-Xmx128gb -Xms128gb

adding more memory to my brain!

Importing From a Database Without a Database

| Comments

Recently, I got a database MySQL dump and I was thinking of importing it into elasticsearch.

The first idea which pops up was:

  • install MySQL
  • import the database
  • read the database with Logstash and import into elasticsearch
  • drop the database
  • uninstall MySQL

Well. I found that some of the steps are really not needed.

I can actually use ELK stack and create a simple recipe which can be used to import SQL dump scripts without needing to actually load the data to a database and then read it again from the database.

Let’s do it!

Parsing SQL script with logstash

I exported some data from a MySQL example database I have. You can download the same data.

SQL Insert script

Our objects are split on 3 tables but we are not going to do joins here. We will only import data from Person table.

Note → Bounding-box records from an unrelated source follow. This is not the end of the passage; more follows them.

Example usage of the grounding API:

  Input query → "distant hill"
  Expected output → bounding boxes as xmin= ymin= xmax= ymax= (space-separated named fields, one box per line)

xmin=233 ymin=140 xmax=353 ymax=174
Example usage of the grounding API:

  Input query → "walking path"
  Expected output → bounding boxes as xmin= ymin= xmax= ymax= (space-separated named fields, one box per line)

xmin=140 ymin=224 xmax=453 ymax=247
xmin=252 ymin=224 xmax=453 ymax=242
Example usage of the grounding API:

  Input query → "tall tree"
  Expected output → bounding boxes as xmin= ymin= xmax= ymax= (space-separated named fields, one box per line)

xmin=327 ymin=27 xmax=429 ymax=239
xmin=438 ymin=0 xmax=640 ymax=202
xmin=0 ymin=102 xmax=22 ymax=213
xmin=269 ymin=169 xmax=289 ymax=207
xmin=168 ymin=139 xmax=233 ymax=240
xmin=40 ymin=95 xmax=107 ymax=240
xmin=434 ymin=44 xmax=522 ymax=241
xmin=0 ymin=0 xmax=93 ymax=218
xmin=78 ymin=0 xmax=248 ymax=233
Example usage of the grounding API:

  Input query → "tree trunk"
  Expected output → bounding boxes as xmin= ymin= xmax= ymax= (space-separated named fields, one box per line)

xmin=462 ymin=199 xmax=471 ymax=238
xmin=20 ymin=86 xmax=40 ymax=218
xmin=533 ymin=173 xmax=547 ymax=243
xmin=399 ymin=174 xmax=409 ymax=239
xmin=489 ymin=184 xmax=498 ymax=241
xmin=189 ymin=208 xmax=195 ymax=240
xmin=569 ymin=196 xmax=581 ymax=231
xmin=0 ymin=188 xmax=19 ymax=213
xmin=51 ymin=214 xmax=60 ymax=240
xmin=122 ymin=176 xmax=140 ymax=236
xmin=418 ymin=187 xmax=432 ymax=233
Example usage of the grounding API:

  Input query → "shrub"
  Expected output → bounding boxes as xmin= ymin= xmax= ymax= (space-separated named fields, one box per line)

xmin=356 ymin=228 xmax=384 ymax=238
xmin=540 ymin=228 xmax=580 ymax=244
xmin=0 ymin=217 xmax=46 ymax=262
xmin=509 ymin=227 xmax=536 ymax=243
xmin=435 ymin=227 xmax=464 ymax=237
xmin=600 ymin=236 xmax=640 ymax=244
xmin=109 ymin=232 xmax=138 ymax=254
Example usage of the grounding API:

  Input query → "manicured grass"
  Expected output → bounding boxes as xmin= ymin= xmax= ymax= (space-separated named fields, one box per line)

Let’s look at the important lines of the script:

1
2
3
4
5
6
7
8
9
10
11
12
13
14
15
16
17
18
19
20
21
22
23
24
25
26
27
28
29
30
31
32
--
-- Table structure for table `Person`
--

DROP TABLE IF EXISTS `Person`;
/*!40101 SET @saved_cs_client     = @@character_set_client */;
/*!40101 SET character_set_client = utf8 */;
CREATE TABLE `Person` (
  `id` int(11) NOT NULL AUTO_INCREMENT,
  `children` int(11) DEFAULT NULL,
  `dateOfBirth` datetime DEFAULT NULL,
  `gender` varchar(255) DEFAULT NULL,
  `name` varchar(255) DEFAULT NULL,
  `reference` varchar(255) DEFAULT NULL,
  `address_id` int(11) DEFAULT NULL,
  `marketing_id` int(11) DEFAULT NULL,
  PRIMARY KEY (`id`),
  KEY `FK_tagx64iglr1dxpalbgothv83r` (`address_id`),
  KEY `FK_j4ifv49erkwul9jruu15o40r4` (`marketing_id`),
  CONSTRAINT `FK_j4ifv49erkwul9jruu15o40r4` FOREIGN KEY (`marketing_id`) REFERENCES `Marketing` (`id`),
  CONSTRAINT `FK_tagx64iglr1dxpalbgothv83r` FOREIGN KEY (`address_id`) REFERENCES `Address` (`id`)
) ENGINE=InnoDB AUTO_INCREMENT=10001 DEFAULT CHARSET=utf8;
/*!40101 SET character_set_client = @saved_cs_client */;

--
-- Dumping data for table `Person`
--

LOCK TABLES `Person` WRITE;
/*!40000 ALTER TABLE `Person` DISABLE KEYS */;
INSERT INTO `Person` VALUES (1,4,'1944-07-21 00:00:00','male','Joe Smith','0',1,1),...,(10000,0,'2009-09-10 00:00:00','female','Stephanie Rebecca','9999',10000,10000);
/*!40000 ALTER TABLE `Person` ENABLE KEYS */;

Two important sections in this file:

  • CREATE TABLE gives us all column titles
  • INSERT INTO are our data

In a real backup with much more data than that, you will probably have more than one single INSERT INTO line.

We basically need here to ignore the first 108 lines of our backup at first.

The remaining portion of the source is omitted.